For the reasons and upon the authorities cited above, and under the facts disclosed by the record in this case, I am of the view that the charge of the court to which objection is now made was a proper charge and is free from error. Even if it should be considered technically incorrect, I do not think it can be held to have been misleading when read in connection with the instructions in their entirety. The trial judge charged thoroughly and extensively on the law of negligence and contributory negligence. I do not see how the jury could have misunderstood their function or duty in this case. I think the judgment appealed should be affirmed.

NOTES

[1] Other cases along this line include Earley v. Morrison Cafeteria Co. of Orlando, Fla., 61 So. 2d 477 (door mat in entrance to restaurant); Pettigrew v. Nite-Cap, Inc., Fla., 63 So. 2d 492 (glass door to restaurant — adult patron); Bowles v. Elkes Pontiac Co., Fla., 63 So. 2d 769 (change in floor level in showroom); Kagan v. Eisenstadt, Fla.App., 98 So. 2d 370 (open stairwell in partly constructed building); Bashaw v. Dyke, Fla.App., 122 So. 2d 507; Chambers v. Southern Wholesale, Inc., Fla., 92 So. 2d 188.

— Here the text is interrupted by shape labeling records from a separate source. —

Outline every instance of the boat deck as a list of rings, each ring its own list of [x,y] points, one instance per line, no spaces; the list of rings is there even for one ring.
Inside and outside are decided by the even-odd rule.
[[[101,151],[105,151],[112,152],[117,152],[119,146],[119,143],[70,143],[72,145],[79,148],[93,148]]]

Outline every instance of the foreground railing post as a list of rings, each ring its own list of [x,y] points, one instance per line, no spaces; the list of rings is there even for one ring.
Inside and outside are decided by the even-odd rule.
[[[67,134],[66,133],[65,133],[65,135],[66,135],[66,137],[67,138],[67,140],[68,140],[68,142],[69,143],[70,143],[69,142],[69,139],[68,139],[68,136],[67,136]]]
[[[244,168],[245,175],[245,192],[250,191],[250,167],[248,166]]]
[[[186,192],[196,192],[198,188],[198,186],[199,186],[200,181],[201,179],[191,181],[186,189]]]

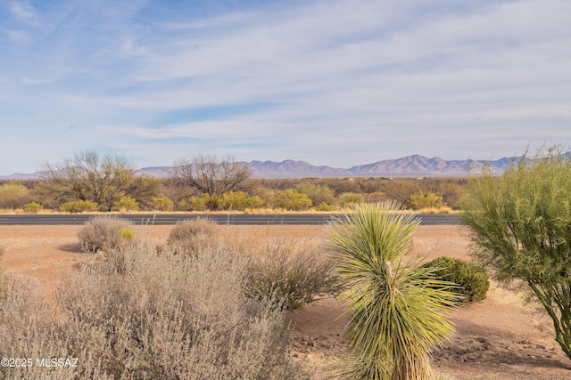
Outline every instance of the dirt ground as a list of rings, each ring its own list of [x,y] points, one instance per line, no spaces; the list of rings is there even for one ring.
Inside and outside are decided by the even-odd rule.
[[[0,226],[2,263],[8,272],[34,276],[46,290],[91,260],[82,254],[77,233],[80,226]],[[171,226],[137,226],[136,235],[164,244]],[[321,226],[225,226],[231,236],[313,237],[323,239]],[[458,226],[419,226],[413,255],[428,259],[441,255],[469,259],[466,231]],[[288,315],[294,356],[326,378],[327,367],[346,354],[343,303],[322,300]],[[571,361],[554,340],[550,320],[536,306],[525,305],[519,295],[492,285],[487,298],[459,307],[451,319],[457,334],[433,354],[433,365],[456,379],[571,379]]]

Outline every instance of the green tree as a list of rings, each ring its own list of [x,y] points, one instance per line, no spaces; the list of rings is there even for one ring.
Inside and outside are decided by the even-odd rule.
[[[407,206],[413,210],[420,210],[421,208],[441,208],[444,205],[442,197],[432,192],[425,194],[424,191],[419,191],[410,196]]]
[[[22,207],[30,200],[29,190],[21,181],[11,181],[0,185],[0,208]]]
[[[197,155],[176,162],[172,174],[185,187],[219,198],[240,190],[252,175],[252,169],[248,164],[236,162],[232,158],[219,161],[215,156]]]
[[[313,206],[322,203],[334,205],[336,200],[334,191],[327,185],[316,185],[311,182],[300,183],[295,186],[295,191],[307,195],[311,199],[311,205]]]
[[[559,147],[525,153],[499,178],[484,171],[467,190],[475,256],[539,301],[571,359],[571,156]]]
[[[292,189],[278,191],[274,197],[274,206],[286,210],[302,211],[311,206],[311,199],[307,195]]]
[[[77,200],[95,202],[111,211],[122,197],[147,205],[156,195],[160,182],[137,175],[122,156],[102,155],[95,150],[76,153],[61,163],[46,163],[41,169],[38,191],[49,197],[54,207]]]
[[[349,287],[351,379],[434,379],[430,352],[453,333],[451,283],[404,259],[418,220],[397,203],[364,204],[329,227],[339,275]]]

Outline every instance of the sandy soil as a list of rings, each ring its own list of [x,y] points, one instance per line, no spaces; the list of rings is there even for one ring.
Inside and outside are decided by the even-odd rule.
[[[80,226],[0,226],[6,252],[6,271],[39,279],[53,289],[70,271],[92,255],[82,254],[77,239]],[[137,226],[136,234],[155,244],[166,241],[170,226]],[[314,237],[320,226],[226,226],[232,236]],[[469,258],[466,231],[457,226],[419,226],[413,254]],[[344,308],[335,299],[322,300],[288,316],[292,351],[325,378],[326,368],[346,354],[343,337]],[[536,306],[524,305],[517,295],[492,284],[488,297],[452,314],[457,334],[434,352],[434,366],[456,379],[571,379],[571,361],[555,340],[550,321]]]

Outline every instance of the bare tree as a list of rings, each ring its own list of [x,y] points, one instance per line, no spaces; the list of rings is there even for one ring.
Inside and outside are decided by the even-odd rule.
[[[243,185],[252,175],[252,169],[233,158],[219,161],[216,156],[200,154],[176,162],[172,174],[183,185],[203,194],[220,196]]]
[[[121,197],[132,197],[143,204],[154,196],[159,182],[137,175],[122,156],[101,155],[95,150],[76,153],[61,163],[46,163],[41,168],[42,192],[49,194],[54,205],[73,200],[96,202],[103,211]]]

This case is cited with approval in many later cases. City of Palatka v. Woods, Fla., 78 So. 2d 562 (a defective sidewalk case in which the Supreme Court added "whether her [plaintiff's] conduct in failing to see and avoid the danger contributed to her injury under such circumstances was for the jury to decide."); Smith v. Poston Bridge & Iron, Inc., Fla., 87 So. 2d 581, (hazard in construction operations); Bess v. 17545 Collins Avenue, Inc., Fla., 98 So. 2d 490 (tripping over pipe crossing walkway in midafternoon — the Supreme Court said "Nor is the fact that in the photographs the condition appears to be an obvious one, or visible, as stated by the trial judge, sufficient as a matter of law to charge the plaintiff with contributory negligence and bar recovery as the trial judge apparently concluded."); McCain v. Bankers Life and Casualty Co., Fla. App., 110 So. 2d 718, 68 A.L.R. 2d 1194 (a minor of eight years walking into glass door); Purdon v. Cohen, Fla.App., 126 So. 2d 575 (customer tripping over tripod in store — District Court of Appeal, Second District); Sneed v. City of West Palm Beach, Fla.App., 128 So. 2d 166 (condition of street); Hanson v. Shell's City Inc., Fla.App., 133 So. 2d 573 (defective paving in parking lot. The District Court of Appeal, Third District said: "Even if such testimony warrants the conclusion that the area alleged to be defective would have been visible to Mrs. Hanson had she been looking in that direction and not for her car, the question of contributory negligence would still be open."); Food Fair Stores, North Dade, Inc., v. Winkelmann, Fla.App., 135 So. 2d 6 (electric cord on floor of store — the District Court of Appeal, Third District said: "The appellate courts of this State have many times held that the mere fact that the injured party could have seen the dangerous condition if he had looked down this would not, in and of itself, constitute a complete bar of his action on the plea of contributory negligence, and if such were the case no such cause would be permitted to go to a jury."); Sandford v. Firestone Tire & Rubber Company, Fla.App., 139 So. 2d 916 (oil spot in filling station — District Court of Appeal, Third District.); Quinn v. I.C. Helmly Furniture Company, Fla.App., 141 So. 2d 302 (water drained on sidewalk — District Court of Appeal, Third District); Berlin v. Southgate Corp., Fla.App., 142 So. 2d 362 (metal strip along floor in apartment house — District Court of Appeal, Third District).